# OK, Shimano Guys, What's Up With New Roller Clutch Bearings?



## ClearLakeClayt (Aug 2, 2011)

Just bought a new anti reverse bearing / roller clutch bearing (BNT1207) at FTU yesterday. Noticed today that the inner liner is a white/translucent plastic, versus all my others which are light blue. Looks like Shimano made a material change. Any background comments from the Shimano guys (bantam1)?

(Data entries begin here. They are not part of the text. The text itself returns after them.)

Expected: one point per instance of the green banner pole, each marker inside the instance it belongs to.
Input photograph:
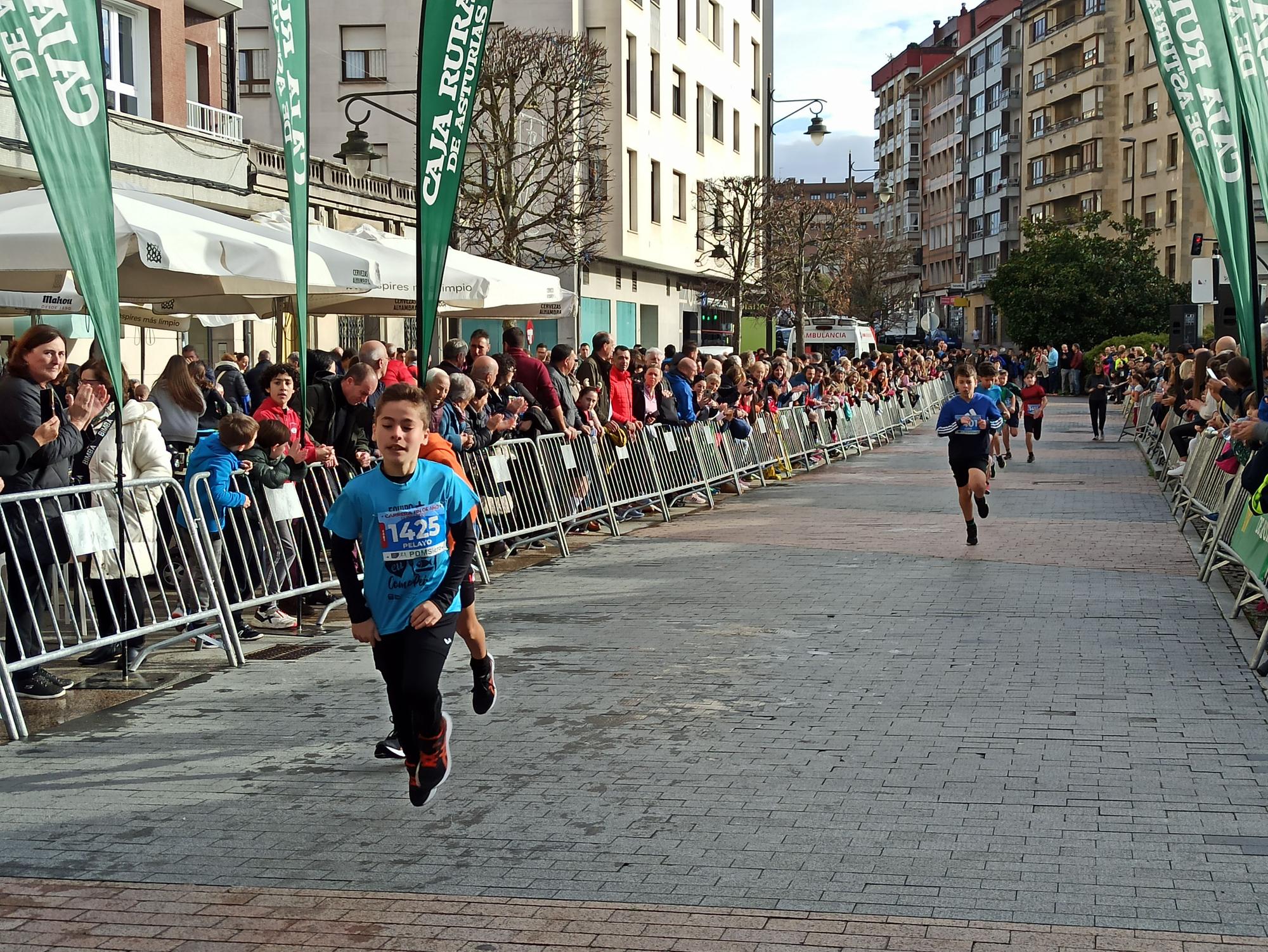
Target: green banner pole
(1198, 69)
(1246, 26)
(452, 37)
(291, 87)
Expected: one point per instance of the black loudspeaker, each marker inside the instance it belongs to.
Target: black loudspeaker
(1186, 328)
(1226, 314)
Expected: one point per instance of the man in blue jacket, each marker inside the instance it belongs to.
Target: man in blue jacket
(680, 381)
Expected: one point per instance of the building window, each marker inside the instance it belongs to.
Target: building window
(656, 192)
(1149, 159)
(701, 120)
(366, 54)
(256, 78)
(1149, 211)
(631, 75)
(632, 190)
(126, 59)
(655, 100)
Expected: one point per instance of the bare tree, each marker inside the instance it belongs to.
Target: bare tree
(732, 215)
(883, 281)
(536, 177)
(812, 252)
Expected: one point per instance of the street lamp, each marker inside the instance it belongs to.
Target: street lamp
(357, 153)
(1132, 141)
(817, 130)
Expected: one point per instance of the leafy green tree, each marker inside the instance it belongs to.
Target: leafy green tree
(1084, 283)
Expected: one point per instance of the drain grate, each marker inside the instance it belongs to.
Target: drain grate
(287, 653)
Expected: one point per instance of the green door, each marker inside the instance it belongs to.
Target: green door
(627, 323)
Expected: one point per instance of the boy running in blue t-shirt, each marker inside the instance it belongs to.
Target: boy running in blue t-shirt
(969, 420)
(403, 515)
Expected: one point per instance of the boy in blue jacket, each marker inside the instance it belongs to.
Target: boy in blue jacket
(969, 420)
(217, 456)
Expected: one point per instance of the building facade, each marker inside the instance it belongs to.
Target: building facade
(1100, 130)
(992, 70)
(687, 105)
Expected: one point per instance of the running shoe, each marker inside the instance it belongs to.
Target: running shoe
(484, 691)
(433, 768)
(390, 749)
(275, 621)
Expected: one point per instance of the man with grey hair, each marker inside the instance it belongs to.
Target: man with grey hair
(376, 354)
(453, 357)
(564, 362)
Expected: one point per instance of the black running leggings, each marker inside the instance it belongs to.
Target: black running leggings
(1099, 416)
(411, 662)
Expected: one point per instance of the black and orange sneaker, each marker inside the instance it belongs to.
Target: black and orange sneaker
(433, 769)
(485, 691)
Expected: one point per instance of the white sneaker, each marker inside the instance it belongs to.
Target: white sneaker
(275, 621)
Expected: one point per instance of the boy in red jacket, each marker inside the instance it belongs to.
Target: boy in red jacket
(280, 383)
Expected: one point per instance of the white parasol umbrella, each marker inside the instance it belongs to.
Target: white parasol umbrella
(168, 248)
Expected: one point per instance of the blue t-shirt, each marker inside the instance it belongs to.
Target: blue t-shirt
(404, 529)
(969, 441)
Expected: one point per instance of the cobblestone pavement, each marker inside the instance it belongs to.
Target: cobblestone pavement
(812, 718)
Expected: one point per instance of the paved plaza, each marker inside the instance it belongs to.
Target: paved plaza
(811, 719)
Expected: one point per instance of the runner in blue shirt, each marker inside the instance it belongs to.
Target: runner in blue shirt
(403, 514)
(969, 420)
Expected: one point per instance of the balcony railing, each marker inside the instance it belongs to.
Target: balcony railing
(219, 124)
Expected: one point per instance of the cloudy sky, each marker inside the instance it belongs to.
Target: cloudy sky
(830, 49)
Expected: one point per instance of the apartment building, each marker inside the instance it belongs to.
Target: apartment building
(173, 129)
(687, 105)
(992, 205)
(926, 119)
(1100, 130)
(862, 196)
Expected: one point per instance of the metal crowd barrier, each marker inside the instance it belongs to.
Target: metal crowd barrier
(579, 491)
(517, 504)
(64, 590)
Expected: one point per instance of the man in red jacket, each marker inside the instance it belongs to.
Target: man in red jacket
(534, 376)
(622, 390)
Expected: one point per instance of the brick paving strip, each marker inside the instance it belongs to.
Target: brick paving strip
(56, 915)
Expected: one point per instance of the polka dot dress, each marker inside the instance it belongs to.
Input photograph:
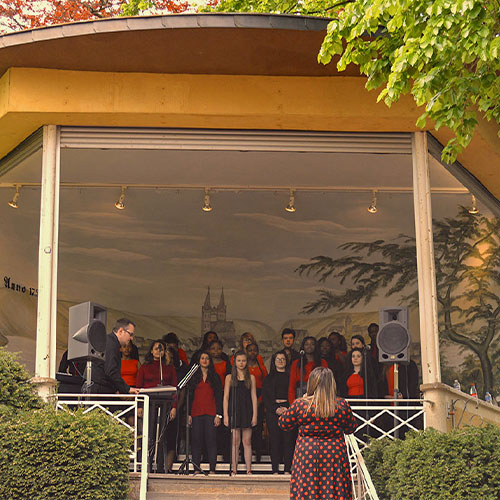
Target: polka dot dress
(320, 467)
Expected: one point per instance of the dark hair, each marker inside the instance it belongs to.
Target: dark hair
(211, 374)
(367, 373)
(149, 355)
(215, 342)
(252, 343)
(350, 366)
(287, 331)
(342, 341)
(272, 368)
(170, 338)
(134, 352)
(359, 337)
(175, 357)
(204, 344)
(331, 356)
(317, 359)
(122, 323)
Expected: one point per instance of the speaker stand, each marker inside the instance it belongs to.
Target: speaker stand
(396, 396)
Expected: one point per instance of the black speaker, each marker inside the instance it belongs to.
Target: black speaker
(393, 338)
(87, 332)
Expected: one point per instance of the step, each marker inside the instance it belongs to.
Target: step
(255, 487)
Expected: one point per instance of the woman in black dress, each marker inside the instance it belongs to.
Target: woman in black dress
(320, 463)
(275, 399)
(205, 409)
(240, 409)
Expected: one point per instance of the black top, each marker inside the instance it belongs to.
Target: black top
(294, 355)
(275, 386)
(107, 375)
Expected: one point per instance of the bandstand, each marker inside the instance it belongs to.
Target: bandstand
(221, 105)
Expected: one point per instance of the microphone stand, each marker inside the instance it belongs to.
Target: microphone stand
(160, 426)
(396, 396)
(184, 468)
(301, 373)
(232, 451)
(365, 381)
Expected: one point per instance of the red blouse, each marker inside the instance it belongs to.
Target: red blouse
(260, 373)
(129, 371)
(355, 385)
(149, 375)
(295, 376)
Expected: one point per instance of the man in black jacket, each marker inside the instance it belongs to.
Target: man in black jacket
(106, 375)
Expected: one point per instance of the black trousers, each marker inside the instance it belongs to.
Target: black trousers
(282, 444)
(204, 433)
(160, 433)
(257, 432)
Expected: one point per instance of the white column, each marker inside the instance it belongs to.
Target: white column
(426, 271)
(45, 364)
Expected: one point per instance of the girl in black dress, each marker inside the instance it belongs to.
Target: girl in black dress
(240, 409)
(205, 409)
(275, 398)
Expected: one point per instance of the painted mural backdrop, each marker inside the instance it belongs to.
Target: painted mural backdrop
(248, 265)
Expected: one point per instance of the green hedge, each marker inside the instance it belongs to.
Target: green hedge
(61, 455)
(64, 456)
(15, 388)
(462, 464)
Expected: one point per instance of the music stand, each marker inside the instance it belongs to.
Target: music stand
(184, 468)
(232, 430)
(159, 399)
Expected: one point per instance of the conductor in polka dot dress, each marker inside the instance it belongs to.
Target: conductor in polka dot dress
(320, 468)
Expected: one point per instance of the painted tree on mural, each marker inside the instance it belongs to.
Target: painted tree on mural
(467, 255)
(17, 15)
(446, 53)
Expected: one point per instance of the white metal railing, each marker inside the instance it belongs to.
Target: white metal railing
(362, 485)
(119, 407)
(379, 418)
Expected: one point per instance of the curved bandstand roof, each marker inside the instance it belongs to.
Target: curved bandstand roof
(228, 71)
(257, 44)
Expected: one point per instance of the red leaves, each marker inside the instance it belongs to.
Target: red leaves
(16, 15)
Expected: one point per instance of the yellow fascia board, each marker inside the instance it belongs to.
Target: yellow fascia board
(30, 98)
(44, 96)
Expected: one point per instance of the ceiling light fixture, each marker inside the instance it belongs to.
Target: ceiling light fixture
(291, 202)
(206, 202)
(473, 210)
(13, 202)
(119, 204)
(373, 206)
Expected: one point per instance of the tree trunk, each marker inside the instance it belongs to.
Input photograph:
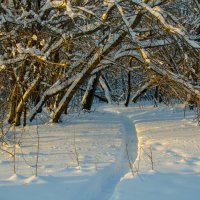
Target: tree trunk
(90, 92)
(129, 90)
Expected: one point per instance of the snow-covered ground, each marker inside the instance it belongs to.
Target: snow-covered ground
(114, 153)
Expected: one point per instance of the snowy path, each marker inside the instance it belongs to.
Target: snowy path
(101, 140)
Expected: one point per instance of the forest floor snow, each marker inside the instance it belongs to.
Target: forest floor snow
(114, 153)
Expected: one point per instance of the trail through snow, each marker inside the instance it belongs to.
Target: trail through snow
(100, 140)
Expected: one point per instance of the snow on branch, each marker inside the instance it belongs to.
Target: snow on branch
(179, 31)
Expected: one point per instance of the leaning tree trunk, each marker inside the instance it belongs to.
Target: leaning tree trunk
(141, 91)
(14, 100)
(106, 88)
(92, 64)
(90, 92)
(23, 100)
(129, 90)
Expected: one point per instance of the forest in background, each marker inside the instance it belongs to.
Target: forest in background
(58, 56)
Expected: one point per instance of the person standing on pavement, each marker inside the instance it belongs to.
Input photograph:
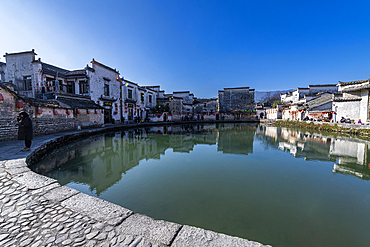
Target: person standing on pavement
(25, 130)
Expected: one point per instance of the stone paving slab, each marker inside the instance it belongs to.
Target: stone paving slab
(37, 211)
(193, 236)
(158, 230)
(60, 194)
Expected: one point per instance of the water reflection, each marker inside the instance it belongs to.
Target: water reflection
(239, 179)
(350, 155)
(101, 160)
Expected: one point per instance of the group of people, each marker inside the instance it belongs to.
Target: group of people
(25, 130)
(344, 120)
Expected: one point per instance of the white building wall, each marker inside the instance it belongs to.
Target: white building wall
(364, 104)
(347, 109)
(96, 85)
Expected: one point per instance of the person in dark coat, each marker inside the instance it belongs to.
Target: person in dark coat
(25, 130)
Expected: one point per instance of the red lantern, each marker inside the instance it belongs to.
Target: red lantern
(20, 105)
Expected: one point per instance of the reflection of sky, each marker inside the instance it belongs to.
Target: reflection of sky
(299, 202)
(348, 153)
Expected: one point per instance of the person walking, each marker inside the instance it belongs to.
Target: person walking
(25, 130)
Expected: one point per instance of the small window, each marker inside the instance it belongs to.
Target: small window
(106, 89)
(27, 83)
(70, 87)
(84, 87)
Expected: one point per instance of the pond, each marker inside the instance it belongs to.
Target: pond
(277, 186)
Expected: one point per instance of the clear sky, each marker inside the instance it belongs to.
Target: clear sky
(200, 46)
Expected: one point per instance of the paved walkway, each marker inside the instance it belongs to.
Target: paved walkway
(37, 211)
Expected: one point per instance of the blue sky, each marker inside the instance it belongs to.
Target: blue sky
(199, 46)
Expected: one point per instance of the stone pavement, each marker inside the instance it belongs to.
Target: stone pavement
(37, 211)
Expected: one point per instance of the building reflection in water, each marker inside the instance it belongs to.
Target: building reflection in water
(100, 161)
(349, 155)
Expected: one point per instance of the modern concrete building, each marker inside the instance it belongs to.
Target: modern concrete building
(237, 101)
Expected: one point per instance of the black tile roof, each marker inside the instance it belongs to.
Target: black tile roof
(63, 73)
(79, 103)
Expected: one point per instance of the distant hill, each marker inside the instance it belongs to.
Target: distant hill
(259, 96)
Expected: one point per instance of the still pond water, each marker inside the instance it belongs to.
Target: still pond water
(277, 186)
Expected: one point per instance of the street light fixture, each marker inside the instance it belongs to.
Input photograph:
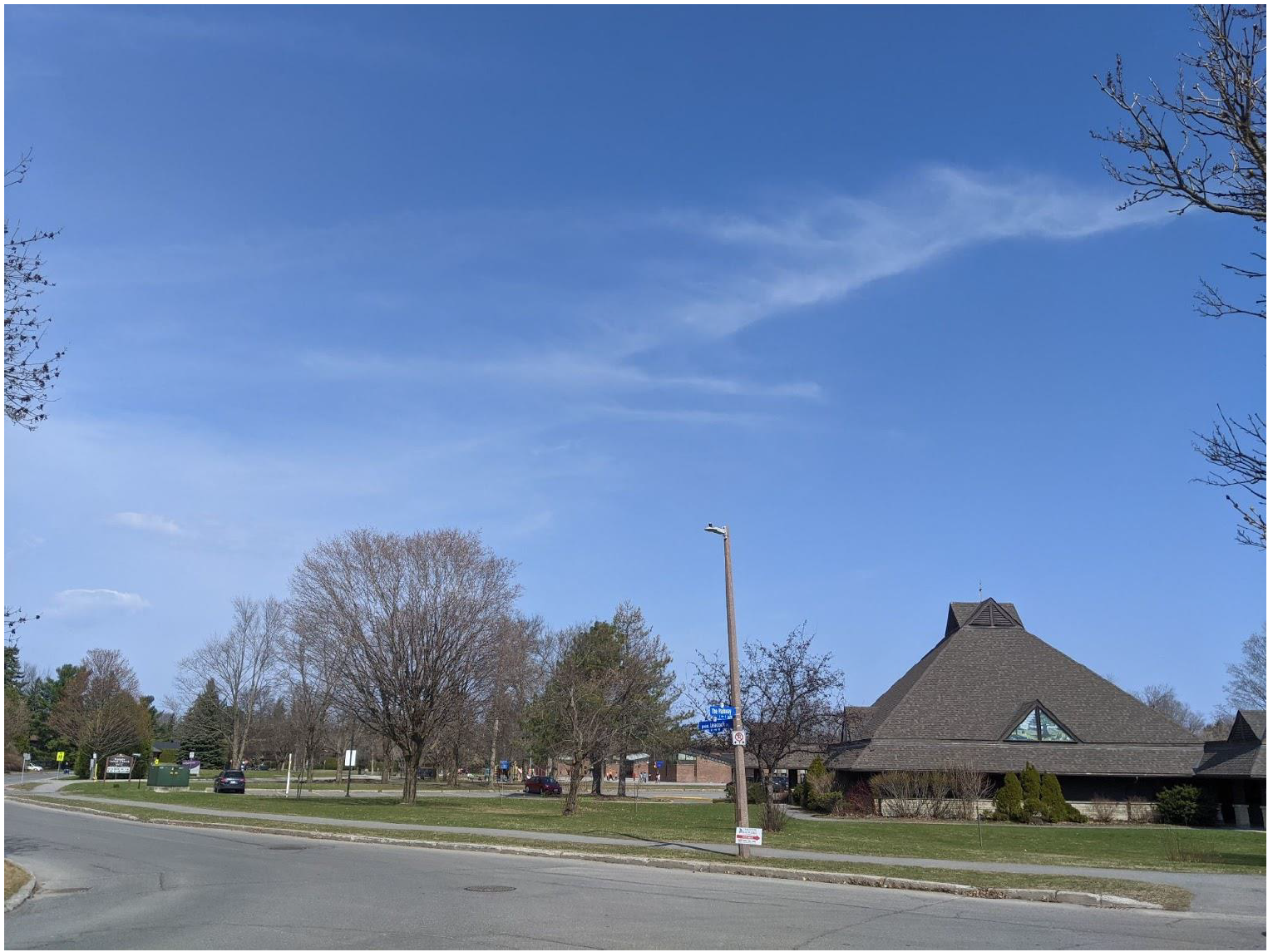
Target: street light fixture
(733, 652)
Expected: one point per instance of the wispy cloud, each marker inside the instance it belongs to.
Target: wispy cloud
(558, 369)
(683, 415)
(82, 602)
(688, 278)
(823, 251)
(146, 522)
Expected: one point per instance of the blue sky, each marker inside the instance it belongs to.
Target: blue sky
(848, 279)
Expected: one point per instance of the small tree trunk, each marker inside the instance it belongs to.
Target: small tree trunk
(570, 805)
(410, 789)
(492, 754)
(454, 757)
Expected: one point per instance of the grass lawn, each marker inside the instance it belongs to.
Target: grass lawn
(1110, 847)
(1167, 895)
(14, 877)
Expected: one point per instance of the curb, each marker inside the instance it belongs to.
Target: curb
(774, 872)
(23, 893)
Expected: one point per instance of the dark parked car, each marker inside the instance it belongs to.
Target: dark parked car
(545, 787)
(229, 782)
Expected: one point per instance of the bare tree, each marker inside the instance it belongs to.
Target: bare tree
(1246, 677)
(1162, 698)
(1203, 147)
(28, 376)
(1236, 453)
(507, 690)
(311, 671)
(99, 709)
(416, 619)
(243, 663)
(789, 698)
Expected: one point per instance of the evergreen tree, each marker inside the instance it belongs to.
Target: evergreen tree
(205, 728)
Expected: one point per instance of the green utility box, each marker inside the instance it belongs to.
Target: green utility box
(168, 775)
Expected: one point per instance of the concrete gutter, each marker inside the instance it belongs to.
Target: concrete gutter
(846, 879)
(23, 893)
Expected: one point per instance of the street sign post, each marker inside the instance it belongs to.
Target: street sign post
(350, 762)
(118, 765)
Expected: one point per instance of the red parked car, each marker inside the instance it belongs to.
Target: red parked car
(545, 787)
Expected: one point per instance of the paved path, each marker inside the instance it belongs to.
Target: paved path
(108, 884)
(1212, 893)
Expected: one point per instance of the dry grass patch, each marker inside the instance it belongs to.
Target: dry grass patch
(14, 877)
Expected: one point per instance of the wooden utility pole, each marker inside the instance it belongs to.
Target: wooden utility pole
(742, 850)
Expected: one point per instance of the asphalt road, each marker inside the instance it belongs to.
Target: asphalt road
(111, 884)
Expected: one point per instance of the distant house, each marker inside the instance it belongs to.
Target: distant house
(992, 696)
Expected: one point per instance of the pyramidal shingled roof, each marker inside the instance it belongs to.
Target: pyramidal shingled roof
(988, 671)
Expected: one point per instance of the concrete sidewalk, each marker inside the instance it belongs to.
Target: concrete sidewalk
(1212, 893)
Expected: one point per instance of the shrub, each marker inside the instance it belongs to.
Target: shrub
(857, 799)
(772, 818)
(1009, 800)
(969, 787)
(818, 787)
(1186, 805)
(1103, 809)
(1140, 811)
(1033, 795)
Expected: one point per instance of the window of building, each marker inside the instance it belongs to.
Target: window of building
(1040, 725)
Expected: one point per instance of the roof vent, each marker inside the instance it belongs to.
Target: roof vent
(992, 614)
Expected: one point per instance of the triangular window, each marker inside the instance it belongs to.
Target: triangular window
(1040, 725)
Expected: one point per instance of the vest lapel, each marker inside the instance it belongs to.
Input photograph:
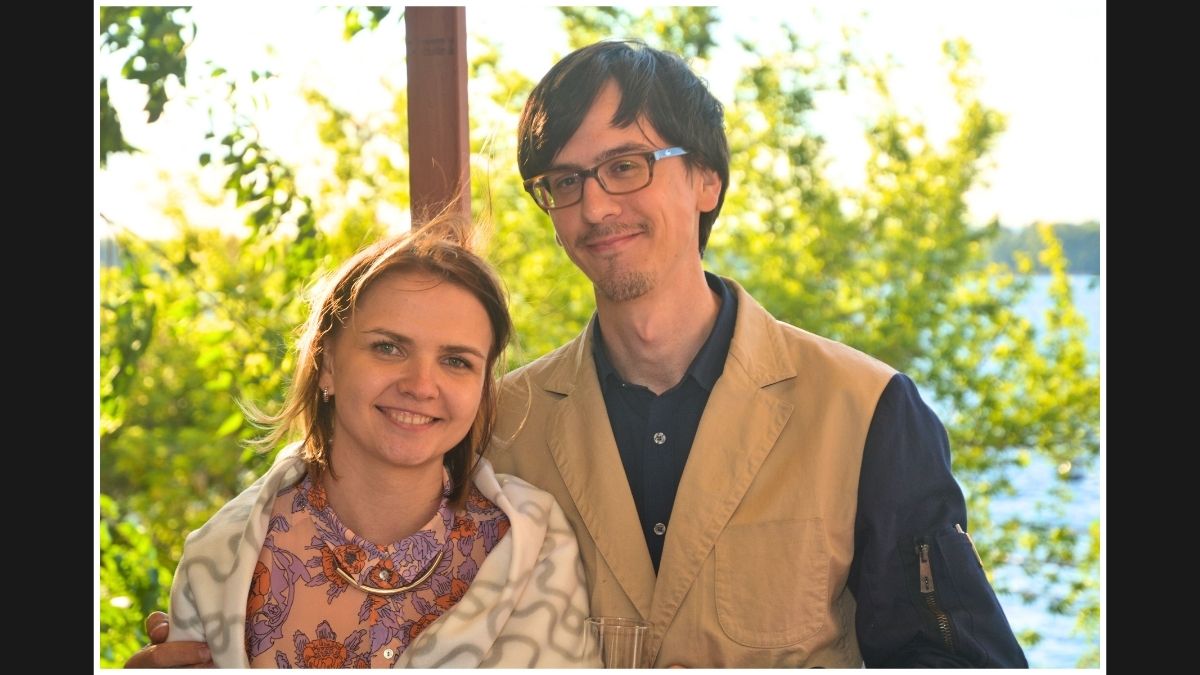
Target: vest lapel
(583, 447)
(737, 431)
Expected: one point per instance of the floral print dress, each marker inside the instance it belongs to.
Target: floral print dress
(303, 614)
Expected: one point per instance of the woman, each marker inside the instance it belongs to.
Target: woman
(382, 538)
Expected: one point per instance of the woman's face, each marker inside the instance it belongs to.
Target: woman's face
(406, 372)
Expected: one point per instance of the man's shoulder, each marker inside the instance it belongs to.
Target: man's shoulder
(540, 369)
(804, 347)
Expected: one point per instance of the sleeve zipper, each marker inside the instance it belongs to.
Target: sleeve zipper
(929, 593)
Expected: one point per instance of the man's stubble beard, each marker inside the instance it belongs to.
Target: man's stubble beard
(624, 286)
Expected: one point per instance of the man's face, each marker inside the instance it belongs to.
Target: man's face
(631, 244)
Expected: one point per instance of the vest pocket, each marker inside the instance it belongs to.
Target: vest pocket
(772, 581)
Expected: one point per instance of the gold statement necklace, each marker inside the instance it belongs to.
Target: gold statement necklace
(385, 575)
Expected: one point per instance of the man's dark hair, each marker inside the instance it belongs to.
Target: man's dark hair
(653, 83)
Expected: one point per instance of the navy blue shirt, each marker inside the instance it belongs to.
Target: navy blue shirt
(654, 432)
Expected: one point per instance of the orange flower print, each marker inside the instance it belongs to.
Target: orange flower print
(457, 587)
(351, 557)
(317, 496)
(259, 585)
(324, 653)
(420, 625)
(384, 575)
(329, 566)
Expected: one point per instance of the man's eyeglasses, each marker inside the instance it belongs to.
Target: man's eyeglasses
(618, 175)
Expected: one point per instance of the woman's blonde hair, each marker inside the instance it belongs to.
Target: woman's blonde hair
(439, 248)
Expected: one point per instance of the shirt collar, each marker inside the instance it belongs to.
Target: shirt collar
(709, 362)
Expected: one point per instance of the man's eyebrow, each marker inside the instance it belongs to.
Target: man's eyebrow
(623, 149)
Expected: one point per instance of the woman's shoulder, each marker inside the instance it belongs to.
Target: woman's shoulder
(502, 488)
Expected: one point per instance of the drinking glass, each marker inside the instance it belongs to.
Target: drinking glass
(615, 641)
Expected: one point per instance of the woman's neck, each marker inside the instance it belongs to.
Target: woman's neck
(384, 506)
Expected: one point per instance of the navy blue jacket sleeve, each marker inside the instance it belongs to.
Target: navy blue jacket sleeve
(922, 595)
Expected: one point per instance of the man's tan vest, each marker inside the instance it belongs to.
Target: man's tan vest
(762, 532)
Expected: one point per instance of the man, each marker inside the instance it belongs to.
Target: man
(760, 495)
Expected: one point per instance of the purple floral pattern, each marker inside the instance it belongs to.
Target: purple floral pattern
(297, 595)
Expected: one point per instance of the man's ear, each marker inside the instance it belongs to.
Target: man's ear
(709, 190)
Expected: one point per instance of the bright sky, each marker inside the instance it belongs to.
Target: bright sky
(1042, 63)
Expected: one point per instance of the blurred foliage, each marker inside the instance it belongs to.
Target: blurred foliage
(193, 324)
(153, 39)
(1080, 244)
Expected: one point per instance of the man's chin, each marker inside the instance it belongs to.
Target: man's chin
(624, 287)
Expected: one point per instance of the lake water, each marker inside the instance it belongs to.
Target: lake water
(1061, 646)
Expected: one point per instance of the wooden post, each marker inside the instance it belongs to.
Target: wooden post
(438, 143)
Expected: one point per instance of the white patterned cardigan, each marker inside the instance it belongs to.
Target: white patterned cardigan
(525, 609)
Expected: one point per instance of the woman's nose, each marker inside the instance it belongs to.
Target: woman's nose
(419, 380)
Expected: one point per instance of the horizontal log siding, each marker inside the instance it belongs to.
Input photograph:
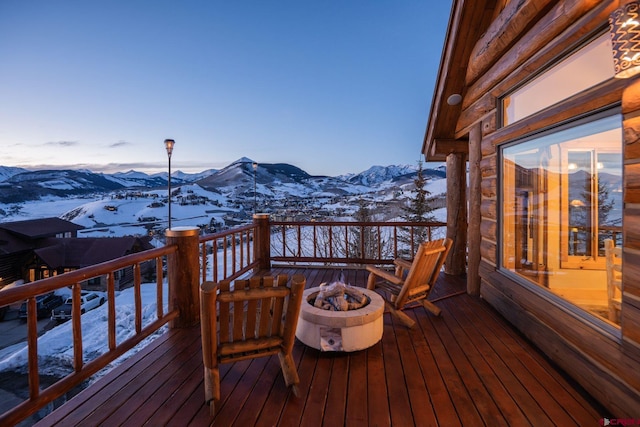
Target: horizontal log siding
(604, 363)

...and yes, the one on the left is totally trashed. Obviously didn't rinse it enough before it got put up for the winter.


----------



## Dipsay (Apr 28, 2006)

Yeah they made a change in materials. The BNT1207 was changed out to BNT 2925. They are supposed to be an upgrade to the older model. Other than the color I didn't notice any difference.


----------



## ClearLakeClayt (Aug 2, 2011)

Just finished reassembling my reel. The new bearing feels a bit tighter, a little harder to reassemble and at first felt like it was harder to turn, but now I don't notice the difference. However, had a very strange experience. I bought a new BNT1206 Roller Clutch Inner Tube to go inside the new ARB. Everything felt fine when I reassembled the reel, but when I put it on my rod and went to re-thread my braid, I couldn't get the drag to loosen up. The star drag wheel was really stiff and didn't have any give in it. Crud!

I took the reel back off my rod, back to the workbench. Disassembled the right side plate, pulled out the new ARB, suspecting some dimensional difference, but everything looked the same. I thought maybe I hadn't seated it correctly. But, then I happened to compare the old Inner Tube to the new one. For the life of me I can't think why I did this. The new one is noticeably longer than the old, although probably not more than 1/32nd inch. That was just enough to mess up the tolerances in the drive shaft stack. Put a different Inner Tube in the reel and now everything is fine. I'll be taking the out-of-spec BNT1206 back to FTU this weekend - I'll get them to go through their bin to see if there are any others. What a weird experience!

Anyway, now that that is straightened out, the new ARB feels fine...


----------



## ClearLakeClayt (Aug 2, 2011)

Here's a picture...


----------



## Bantam1 (Jun 26, 2007)

The 1206 and 1207 bearings were discontinued. The replacements are the new ARB version from the Castaic 100SF. It looks like you received an inner tube for a Calcutta B and not the correct part for the Castaic.


----------